How to write plugin classes

In order to be useful, the problem domain needs to involve a base class or interface which can have multiple implementations. This section assumes that this is the case, that you have already created a concrete implementation of that base class or interface, and are wondering what changes need to be made to that class to make it suitable for a "plugin".

Well, if the class has a no-argument constuctor, and only simple configuration needs that can be met by a SetPropertiesRule, then no changes need to be made at all.

In other circumstances, you may either define an "addRules" method on the class which adds any necessary rules to the digester, or a separate class containing that information. In the latter approach, the class containing the rule info may have any name of your choice, but the original class + "RuleInfo" is recommended.

Here is the addRules method on class StmtCompound, from the original example:

    public static void addRules(Digester digester, String patternPrefix)
    {
        digester.addSetProperties(patternPrefix);

        String pattern = patternPrefix + "/statement";
        Class baseClass = Statement.class;
        PluginCreateRule pluginRule = new PluginCreateRule(baseClass);
        digester.addRule(pattern, pluginRule);
        digester.addSetNext(pattern, "addStmt", baseClass.getName());
    }
A "rule info" class consists of nothing but a static method defined as above.

The plugins module ensures that the addRules method is called exactly once for each "plugin point" in the input document. For example, if a Statement can be present at /program/statement and /program/statement/statement, then the addRules method is called once with each of those patterns as a parameter. Note that these calls are made in a "lazy" manner, ie only when absolutely necessary, to avoid recursion problems.
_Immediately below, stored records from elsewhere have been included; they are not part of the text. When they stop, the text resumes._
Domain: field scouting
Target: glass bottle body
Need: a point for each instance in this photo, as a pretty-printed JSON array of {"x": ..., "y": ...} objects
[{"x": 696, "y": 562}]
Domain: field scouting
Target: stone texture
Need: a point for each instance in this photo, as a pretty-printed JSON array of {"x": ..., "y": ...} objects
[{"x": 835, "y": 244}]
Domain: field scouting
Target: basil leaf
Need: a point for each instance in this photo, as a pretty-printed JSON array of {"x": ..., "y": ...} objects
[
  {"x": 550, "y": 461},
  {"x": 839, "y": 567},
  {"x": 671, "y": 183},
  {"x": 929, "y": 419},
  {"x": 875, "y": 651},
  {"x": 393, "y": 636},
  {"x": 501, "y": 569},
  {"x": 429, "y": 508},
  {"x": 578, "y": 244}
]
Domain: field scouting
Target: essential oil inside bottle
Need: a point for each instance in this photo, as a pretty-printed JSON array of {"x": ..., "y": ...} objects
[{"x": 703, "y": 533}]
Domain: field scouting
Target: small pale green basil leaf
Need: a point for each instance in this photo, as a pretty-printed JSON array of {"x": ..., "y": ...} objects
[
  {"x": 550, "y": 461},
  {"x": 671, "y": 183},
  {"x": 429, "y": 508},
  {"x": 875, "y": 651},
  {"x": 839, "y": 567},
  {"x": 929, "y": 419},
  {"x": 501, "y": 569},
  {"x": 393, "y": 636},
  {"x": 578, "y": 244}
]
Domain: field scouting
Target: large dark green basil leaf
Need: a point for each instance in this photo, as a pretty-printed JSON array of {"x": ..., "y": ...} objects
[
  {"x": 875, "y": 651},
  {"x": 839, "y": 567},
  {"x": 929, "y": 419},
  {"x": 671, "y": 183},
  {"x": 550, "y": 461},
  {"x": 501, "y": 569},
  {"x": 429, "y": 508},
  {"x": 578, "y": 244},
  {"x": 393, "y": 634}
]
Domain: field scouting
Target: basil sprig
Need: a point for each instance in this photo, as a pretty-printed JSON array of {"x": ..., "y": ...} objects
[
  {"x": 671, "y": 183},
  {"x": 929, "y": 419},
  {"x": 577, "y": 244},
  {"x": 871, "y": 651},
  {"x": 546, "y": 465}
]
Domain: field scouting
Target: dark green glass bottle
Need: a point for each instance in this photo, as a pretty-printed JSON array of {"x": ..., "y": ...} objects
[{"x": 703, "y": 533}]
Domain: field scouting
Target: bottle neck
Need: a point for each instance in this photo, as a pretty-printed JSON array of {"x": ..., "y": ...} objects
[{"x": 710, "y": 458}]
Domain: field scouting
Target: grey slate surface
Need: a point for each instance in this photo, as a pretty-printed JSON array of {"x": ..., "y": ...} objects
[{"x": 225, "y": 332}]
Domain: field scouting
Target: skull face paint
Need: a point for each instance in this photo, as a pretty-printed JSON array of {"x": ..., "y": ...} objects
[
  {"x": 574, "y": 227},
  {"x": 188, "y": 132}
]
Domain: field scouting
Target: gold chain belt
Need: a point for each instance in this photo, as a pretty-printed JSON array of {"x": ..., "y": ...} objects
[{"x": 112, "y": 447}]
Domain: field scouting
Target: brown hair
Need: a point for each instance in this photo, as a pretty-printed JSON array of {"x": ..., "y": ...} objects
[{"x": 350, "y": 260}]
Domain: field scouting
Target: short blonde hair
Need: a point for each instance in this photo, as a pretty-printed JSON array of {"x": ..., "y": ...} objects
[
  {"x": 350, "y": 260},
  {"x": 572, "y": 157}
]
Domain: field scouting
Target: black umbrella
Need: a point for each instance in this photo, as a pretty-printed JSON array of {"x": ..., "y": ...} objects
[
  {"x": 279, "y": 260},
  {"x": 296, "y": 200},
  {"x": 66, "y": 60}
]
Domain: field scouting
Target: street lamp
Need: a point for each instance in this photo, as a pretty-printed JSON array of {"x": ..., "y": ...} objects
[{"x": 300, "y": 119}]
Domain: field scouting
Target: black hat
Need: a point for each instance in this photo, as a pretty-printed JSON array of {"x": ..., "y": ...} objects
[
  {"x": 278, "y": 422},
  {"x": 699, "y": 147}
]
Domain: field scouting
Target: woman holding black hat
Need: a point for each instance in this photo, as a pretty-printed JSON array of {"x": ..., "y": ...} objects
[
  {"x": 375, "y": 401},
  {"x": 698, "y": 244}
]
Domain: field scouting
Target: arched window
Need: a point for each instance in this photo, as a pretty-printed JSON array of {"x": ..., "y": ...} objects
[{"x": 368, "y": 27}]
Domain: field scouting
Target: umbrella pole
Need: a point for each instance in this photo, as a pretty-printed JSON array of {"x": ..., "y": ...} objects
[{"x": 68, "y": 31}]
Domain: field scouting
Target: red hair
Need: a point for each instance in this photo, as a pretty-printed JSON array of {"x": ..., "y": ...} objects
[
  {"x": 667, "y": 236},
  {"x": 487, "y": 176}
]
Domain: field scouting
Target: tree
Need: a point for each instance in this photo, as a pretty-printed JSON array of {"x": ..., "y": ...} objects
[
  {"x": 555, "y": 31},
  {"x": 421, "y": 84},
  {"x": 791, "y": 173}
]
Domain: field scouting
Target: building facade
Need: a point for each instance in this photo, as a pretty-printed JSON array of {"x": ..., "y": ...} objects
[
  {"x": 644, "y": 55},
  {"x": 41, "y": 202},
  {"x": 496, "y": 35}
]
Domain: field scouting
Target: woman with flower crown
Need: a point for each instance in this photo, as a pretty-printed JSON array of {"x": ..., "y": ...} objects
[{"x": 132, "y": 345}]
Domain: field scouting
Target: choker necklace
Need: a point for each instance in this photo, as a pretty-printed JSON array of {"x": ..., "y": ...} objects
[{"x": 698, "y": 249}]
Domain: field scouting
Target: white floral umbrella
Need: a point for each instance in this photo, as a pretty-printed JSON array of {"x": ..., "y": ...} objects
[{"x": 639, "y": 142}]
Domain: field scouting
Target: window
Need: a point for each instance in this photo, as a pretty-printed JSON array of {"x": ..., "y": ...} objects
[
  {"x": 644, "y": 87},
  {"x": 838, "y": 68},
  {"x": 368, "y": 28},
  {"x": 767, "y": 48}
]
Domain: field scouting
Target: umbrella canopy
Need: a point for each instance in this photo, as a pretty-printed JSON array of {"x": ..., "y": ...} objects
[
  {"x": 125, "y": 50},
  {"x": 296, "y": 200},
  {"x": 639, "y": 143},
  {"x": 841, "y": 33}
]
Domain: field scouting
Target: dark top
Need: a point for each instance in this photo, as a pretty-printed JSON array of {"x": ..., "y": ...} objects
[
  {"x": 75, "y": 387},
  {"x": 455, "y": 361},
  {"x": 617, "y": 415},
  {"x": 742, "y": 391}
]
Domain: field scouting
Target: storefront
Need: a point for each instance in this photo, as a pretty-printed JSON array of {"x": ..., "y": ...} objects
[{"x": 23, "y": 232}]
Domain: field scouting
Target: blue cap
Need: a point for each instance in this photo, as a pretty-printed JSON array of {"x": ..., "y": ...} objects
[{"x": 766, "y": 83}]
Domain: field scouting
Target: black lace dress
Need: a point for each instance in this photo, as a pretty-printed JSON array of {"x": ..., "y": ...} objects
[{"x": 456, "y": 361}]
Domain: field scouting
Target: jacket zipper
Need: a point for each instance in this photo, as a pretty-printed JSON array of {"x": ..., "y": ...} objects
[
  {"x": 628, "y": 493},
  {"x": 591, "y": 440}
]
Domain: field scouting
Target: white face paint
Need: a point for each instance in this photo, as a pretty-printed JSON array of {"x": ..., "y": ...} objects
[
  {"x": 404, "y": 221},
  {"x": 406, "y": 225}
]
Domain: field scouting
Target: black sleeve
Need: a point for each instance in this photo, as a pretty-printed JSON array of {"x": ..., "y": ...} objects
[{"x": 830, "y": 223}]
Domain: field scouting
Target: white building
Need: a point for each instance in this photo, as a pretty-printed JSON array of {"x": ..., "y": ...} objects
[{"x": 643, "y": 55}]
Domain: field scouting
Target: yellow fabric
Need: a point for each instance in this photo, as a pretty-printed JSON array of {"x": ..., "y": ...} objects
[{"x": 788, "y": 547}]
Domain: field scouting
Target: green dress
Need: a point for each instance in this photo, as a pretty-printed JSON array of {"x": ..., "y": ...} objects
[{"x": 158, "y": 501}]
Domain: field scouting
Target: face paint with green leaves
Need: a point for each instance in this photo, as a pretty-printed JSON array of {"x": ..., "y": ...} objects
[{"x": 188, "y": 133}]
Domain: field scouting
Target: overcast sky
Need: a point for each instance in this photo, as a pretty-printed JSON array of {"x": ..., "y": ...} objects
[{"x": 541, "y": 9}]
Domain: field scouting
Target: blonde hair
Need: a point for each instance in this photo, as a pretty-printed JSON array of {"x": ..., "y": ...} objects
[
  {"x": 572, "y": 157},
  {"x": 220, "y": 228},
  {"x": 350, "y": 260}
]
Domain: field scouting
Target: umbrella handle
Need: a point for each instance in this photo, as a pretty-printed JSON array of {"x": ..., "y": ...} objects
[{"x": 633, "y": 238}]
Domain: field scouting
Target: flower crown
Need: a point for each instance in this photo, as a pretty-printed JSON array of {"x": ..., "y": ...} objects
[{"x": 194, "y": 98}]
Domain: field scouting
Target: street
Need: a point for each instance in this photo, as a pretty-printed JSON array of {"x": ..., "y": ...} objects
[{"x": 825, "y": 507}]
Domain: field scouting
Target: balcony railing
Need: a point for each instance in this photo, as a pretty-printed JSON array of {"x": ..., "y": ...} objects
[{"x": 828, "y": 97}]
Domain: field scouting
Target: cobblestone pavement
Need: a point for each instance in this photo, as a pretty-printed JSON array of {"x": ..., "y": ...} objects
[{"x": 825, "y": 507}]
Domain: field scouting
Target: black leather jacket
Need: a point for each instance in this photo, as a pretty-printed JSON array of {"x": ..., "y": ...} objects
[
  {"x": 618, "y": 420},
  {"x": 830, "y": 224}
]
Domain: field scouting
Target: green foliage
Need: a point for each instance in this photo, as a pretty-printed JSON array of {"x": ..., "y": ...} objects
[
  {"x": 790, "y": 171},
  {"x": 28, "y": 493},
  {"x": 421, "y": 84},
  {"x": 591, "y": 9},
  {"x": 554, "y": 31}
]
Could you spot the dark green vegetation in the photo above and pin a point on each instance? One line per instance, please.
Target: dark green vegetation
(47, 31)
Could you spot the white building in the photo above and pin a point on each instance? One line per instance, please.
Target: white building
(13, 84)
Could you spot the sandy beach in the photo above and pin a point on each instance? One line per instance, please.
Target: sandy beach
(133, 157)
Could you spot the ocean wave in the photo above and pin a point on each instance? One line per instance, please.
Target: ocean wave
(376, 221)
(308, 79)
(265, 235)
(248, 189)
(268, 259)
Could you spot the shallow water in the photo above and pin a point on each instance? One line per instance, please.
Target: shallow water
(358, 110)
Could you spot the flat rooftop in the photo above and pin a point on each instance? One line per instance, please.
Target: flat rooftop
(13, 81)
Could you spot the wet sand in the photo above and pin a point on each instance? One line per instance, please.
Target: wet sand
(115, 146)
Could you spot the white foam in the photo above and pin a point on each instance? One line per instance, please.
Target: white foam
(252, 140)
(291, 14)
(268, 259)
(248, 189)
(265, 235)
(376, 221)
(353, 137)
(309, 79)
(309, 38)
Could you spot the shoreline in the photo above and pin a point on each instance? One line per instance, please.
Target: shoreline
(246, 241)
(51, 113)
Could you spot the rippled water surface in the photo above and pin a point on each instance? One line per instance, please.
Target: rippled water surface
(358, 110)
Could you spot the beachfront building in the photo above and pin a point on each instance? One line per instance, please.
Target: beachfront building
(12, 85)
If a plugin class does not define an "addRules" method, and the plugin declaration does not associate a rule info class with it, then the plugins module will define a "SetPropertiesRule" by default. However if any custom rules are defined for the plugin class, then that implementation is required to define a SetPropertiesRule for itself if it desires one, hence the addSetProperties call above.

If the StmtCompound wished to define CallMethodRule rules, or any other Digester functionality, it could do so. The example above shows how the StmtCompound allows a subelement of <statement> at which the user may plug in any class derived from Statement.

Note that when adding any rules, the pattern passed to the digester must start with the patternPrefix provided. A plugin cannot define rules with absolute paths. And because using plugins requires using PluginRules, which does not support internal or trailing wildcards, the pattern should not include any wildcard characters either. Neither of these are expected to be problems in practice.

Other features

Multiple identical plugin declarations are ignored. This is useful when using "external entity references" to compose an XML document from multiple xml documents; the components don't need to worry about redeclaring a plugin as long as they always map the same id to the same class.

In situations where a user might want to specify a custom class, but will often want "default" behaviour, a PluginCreateRule can specify a default class. If the user then omits the "plugin-id" attribute on the matching xml element, an instance of the default class will be created.